Dee Hennessey reflects on the way in which she developed and facilitated a unique and interactive way for the authors to present their conference papers

Date Published: 10 October 2013

My conference session was designed to focus on the academic papers that had been submitted, generate the drivers of the afternoon discussions, create opportunities for cross-cut interactions, make everyone feel involved and energized, and have some knowledge exchange fun.

The papers were profiled with each author sharing their perspectives with an almost entirely self-selecting-sixth of the conference participants. Using a reflection and focusing tool with three iterative sections, participants (including the authors) were encouraged to capture their emerging experience. This capture took place at strategic points throughout the process – at every interchange between author or conversation – and with facilitator prompts, invited responses to what was surfacing for them, what the session was bringing into focus for them, and finally, on side-2 of the board, as the accumulation of that reflection, what each participant felt the next stage of the conference should focus upon.

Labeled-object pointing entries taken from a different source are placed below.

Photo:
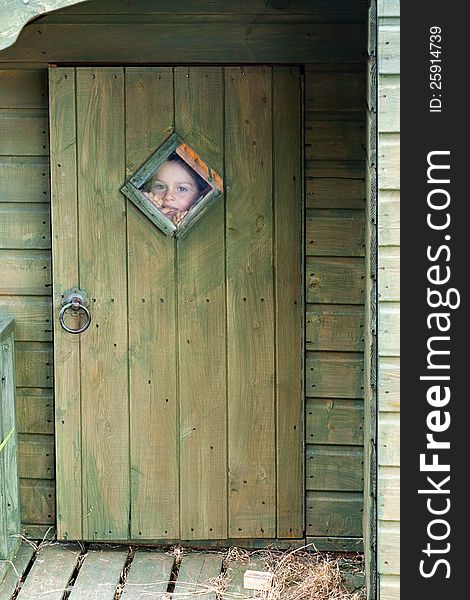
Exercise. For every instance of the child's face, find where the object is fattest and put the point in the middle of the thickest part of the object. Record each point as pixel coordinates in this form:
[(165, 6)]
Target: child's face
[(173, 189)]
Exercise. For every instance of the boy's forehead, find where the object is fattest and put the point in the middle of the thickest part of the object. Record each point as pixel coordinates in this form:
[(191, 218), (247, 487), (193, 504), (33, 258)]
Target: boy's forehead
[(173, 169)]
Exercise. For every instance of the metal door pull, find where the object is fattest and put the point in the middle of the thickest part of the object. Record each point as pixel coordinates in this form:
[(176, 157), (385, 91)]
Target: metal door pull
[(75, 300)]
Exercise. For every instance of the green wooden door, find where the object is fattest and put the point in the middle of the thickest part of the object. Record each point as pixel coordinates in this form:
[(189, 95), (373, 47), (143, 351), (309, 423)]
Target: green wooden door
[(179, 411)]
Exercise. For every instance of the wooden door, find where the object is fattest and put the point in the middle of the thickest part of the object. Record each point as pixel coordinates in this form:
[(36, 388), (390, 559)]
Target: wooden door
[(179, 410)]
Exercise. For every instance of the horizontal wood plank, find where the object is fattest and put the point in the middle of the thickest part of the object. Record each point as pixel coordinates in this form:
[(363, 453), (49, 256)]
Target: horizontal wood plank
[(388, 8), (32, 314), (24, 178), (25, 272), (389, 50), (36, 456), (336, 544), (331, 140), (25, 225), (330, 8), (388, 225), (389, 384), (389, 161), (388, 498), (24, 132), (389, 587), (23, 88), (334, 513), (389, 274), (389, 329), (334, 192), (34, 364), (334, 233), (335, 280), (337, 422), (37, 501), (34, 410), (389, 104), (340, 169), (334, 468), (388, 450), (224, 42), (335, 92), (334, 327), (334, 375), (388, 550)]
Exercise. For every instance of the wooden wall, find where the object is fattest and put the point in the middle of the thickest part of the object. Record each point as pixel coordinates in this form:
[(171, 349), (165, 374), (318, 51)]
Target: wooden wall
[(331, 40), (388, 441)]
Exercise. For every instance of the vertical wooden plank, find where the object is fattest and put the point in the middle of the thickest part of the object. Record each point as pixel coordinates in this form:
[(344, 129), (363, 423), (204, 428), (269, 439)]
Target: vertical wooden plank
[(202, 321), (103, 274), (288, 303), (10, 485), (250, 303), (152, 322), (64, 212), (3, 473)]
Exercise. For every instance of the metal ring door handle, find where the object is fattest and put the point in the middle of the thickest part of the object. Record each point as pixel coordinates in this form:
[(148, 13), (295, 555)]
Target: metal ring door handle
[(76, 300)]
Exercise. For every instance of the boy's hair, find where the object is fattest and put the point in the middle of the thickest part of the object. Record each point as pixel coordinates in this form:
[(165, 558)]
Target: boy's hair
[(202, 186)]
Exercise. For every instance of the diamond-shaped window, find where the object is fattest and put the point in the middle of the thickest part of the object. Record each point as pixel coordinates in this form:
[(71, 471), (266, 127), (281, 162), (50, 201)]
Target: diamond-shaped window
[(174, 188)]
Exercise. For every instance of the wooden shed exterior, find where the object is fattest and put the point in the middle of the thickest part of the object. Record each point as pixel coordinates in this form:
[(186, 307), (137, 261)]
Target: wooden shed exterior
[(328, 40)]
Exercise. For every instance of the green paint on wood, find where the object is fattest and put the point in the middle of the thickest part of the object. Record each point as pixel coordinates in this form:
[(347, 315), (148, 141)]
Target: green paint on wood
[(334, 513), (287, 255), (202, 321), (152, 323), (9, 490), (250, 282), (334, 468), (103, 274)]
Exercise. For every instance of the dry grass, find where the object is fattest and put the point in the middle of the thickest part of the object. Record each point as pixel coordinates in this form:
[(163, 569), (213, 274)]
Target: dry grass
[(297, 575)]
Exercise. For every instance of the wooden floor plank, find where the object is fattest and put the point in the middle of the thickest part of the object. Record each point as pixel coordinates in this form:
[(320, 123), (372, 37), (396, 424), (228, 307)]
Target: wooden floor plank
[(235, 572), (15, 572), (149, 574), (99, 574), (50, 572), (195, 570)]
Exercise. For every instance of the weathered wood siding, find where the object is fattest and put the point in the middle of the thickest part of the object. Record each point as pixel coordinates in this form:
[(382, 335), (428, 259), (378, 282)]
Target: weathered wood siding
[(9, 506), (331, 39), (388, 441), (334, 248)]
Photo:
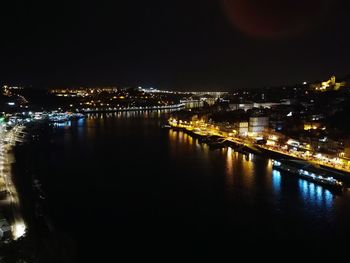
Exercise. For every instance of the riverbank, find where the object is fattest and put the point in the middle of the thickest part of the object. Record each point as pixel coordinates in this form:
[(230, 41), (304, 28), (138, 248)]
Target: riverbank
[(218, 141)]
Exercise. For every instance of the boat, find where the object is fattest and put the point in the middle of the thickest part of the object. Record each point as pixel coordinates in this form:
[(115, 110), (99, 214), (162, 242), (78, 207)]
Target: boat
[(308, 172), (165, 126)]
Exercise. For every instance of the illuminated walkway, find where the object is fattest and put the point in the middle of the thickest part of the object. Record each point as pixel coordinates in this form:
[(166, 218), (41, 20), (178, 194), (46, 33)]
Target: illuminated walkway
[(7, 141), (205, 129)]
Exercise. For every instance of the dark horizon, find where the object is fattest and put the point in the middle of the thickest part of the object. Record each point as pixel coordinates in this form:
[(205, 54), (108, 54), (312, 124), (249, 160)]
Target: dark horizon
[(174, 45)]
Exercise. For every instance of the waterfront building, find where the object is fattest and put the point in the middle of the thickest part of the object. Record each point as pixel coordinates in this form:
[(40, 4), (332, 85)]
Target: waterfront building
[(258, 124)]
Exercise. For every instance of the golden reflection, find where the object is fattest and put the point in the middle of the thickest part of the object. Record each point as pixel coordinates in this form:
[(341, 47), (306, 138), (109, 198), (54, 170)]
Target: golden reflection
[(229, 166), (248, 170)]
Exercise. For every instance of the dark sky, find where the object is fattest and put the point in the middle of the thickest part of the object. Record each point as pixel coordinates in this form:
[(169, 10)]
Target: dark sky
[(173, 44)]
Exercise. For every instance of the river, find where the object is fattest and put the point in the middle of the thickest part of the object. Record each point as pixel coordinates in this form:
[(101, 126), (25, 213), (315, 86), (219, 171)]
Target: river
[(118, 182)]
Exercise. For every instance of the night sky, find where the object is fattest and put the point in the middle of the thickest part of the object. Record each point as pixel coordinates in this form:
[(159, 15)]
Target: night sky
[(173, 44)]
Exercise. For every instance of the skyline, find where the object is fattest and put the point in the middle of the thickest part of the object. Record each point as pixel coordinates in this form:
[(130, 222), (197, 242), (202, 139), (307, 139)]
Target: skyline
[(173, 46)]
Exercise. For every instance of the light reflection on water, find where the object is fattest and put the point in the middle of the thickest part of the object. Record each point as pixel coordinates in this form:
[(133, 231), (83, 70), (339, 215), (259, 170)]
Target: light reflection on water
[(315, 195), (276, 180), (245, 167)]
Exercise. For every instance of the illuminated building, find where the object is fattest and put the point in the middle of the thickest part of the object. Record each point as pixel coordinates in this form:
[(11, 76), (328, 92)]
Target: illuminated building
[(258, 124)]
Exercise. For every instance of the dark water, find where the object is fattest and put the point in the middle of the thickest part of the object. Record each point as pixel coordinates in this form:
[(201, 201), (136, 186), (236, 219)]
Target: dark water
[(119, 183)]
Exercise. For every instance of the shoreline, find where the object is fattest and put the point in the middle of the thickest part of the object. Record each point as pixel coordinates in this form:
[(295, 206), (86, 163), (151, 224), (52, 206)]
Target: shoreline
[(255, 149)]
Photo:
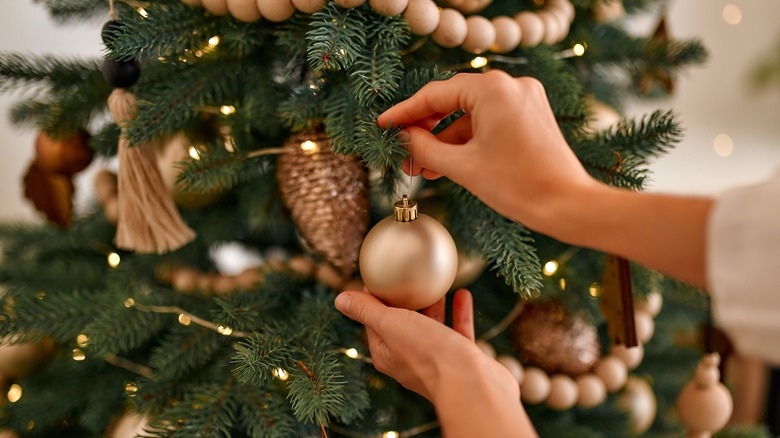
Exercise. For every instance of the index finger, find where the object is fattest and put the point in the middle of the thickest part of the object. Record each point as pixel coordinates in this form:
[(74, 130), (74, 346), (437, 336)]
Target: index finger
[(435, 100)]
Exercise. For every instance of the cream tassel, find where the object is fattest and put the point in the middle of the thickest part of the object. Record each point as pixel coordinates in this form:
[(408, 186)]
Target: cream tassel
[(148, 220)]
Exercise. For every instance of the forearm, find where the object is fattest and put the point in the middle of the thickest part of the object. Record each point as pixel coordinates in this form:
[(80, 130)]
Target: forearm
[(665, 232), (477, 402)]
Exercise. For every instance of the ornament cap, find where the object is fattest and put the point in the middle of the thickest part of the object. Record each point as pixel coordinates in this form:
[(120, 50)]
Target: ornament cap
[(405, 210)]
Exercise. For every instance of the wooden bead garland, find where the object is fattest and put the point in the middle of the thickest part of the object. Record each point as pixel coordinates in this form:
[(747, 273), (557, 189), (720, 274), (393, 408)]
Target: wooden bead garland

With a participant group of more than eighty (and less time than would have been ideal) it was then a real challenge to distribute, review and cluster the final-stage focus cards across the floor, to arrive at a consensus of the twelve topic areas that would generate the afternoon’s discussions.

The session was an important segue from one phase of the conference to the next, and as such, it aimed at a different tone and pace to the sessions that preceded and followed it. Just as well.